3 Replies Latest reply on Aug 8, 2003 9:05 PM by deanhiller

    Where and what should be included in remoting

      On the dev mailing list there has been some discussion on where and what should be included in the remoting and jboss build. As it stands right now, remoting is part of core because it is part of jmx (to provide jmx remoting). I'm not sure that it is used anywhere else currently, but think the plan is to use the generic remoting transport for all the sub projects, to gain consistency.

      Since the inherent purpose of remoting is to provide a transparent transport layer to provide remoting of services and POJOs, as well as detection of these, it make sense that there are (and will continue to be) a wide assortment of transport and protocol layers used.

      Thus we have a problem, since we don't want all this extra stuff in core (i.e. SOAP, JNP, etc.). There are many different ways to solve this, so please post your suggestion. Mine is to remove remoting from the core jmx and make it (yet another) a sub project dependant on both remoting and jmx. This will get remoting out of core and allow us to put in any of the extra protocols into the remoting project. Another solution would be to make the remoting project so that it will allow users to specify what they want included (not sure what to do about compile time though). This route will require a standard approach for configuring the what it to be included (anyone want to take this on?).

      -Tom

        • 1. Re: Where and what should be included in remoting

          Aren't the transports and protocols plugins to the
          remoting abstraction? They don't have to live in
          the remoting module.

          Regards,
          Adrian

          • 2. Re: Where and what should be included in remoting
            jhaynie

            yes, you're right. however, we've included some standard transports, detectors in remoting so they're available out-of-the-box. i would imagine as it grows, each component might have different transports, etc. to handle their component specific remoting needs.

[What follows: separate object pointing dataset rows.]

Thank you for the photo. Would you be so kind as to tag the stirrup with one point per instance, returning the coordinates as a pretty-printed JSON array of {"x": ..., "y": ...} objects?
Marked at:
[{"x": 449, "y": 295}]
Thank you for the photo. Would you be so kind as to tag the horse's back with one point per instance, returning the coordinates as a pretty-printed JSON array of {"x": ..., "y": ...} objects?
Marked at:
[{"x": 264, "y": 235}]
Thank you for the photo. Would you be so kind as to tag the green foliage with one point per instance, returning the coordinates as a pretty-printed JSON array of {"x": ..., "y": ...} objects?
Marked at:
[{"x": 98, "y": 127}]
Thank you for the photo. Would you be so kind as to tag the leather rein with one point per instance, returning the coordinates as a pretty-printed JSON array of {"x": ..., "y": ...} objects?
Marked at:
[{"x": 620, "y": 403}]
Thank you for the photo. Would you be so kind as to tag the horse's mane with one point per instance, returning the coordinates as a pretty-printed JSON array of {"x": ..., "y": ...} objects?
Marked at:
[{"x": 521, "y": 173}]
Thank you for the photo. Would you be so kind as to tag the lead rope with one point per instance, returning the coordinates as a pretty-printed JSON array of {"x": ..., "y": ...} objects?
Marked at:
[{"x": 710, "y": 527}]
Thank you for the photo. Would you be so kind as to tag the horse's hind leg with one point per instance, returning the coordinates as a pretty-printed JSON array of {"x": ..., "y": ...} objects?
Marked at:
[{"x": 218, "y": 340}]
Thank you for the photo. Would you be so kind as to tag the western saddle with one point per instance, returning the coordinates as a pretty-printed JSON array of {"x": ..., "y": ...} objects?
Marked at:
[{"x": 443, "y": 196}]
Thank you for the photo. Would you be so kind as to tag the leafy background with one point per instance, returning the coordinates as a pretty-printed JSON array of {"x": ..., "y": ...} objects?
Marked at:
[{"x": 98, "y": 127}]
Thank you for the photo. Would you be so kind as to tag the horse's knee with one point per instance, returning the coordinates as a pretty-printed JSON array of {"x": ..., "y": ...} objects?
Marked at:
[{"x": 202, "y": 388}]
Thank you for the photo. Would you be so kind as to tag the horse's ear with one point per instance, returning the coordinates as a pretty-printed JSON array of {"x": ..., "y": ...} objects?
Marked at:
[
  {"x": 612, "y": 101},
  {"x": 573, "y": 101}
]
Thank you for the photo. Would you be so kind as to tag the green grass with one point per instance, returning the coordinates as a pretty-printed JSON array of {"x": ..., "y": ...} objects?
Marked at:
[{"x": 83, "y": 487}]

            • 3. Re: Where and what should be included in remoting
              deanhiller

              I personally think it should be kept separate, but I am biased because I may want to use for something completely unrelated to JBoss. I wanted to see the code first though. Can't seem to find the remoting package in org/jboss directly like the JBossRemoting.pdf says though.

              I personally have been trying to figure out a way to separate my api and my transport protocol for some time and haven't yet run into anything I like, nor come up with anything I like either. There tends to be so much trouble especially dealing with cleaning up listeners when a particular client goes away. It is a very interesting problem though.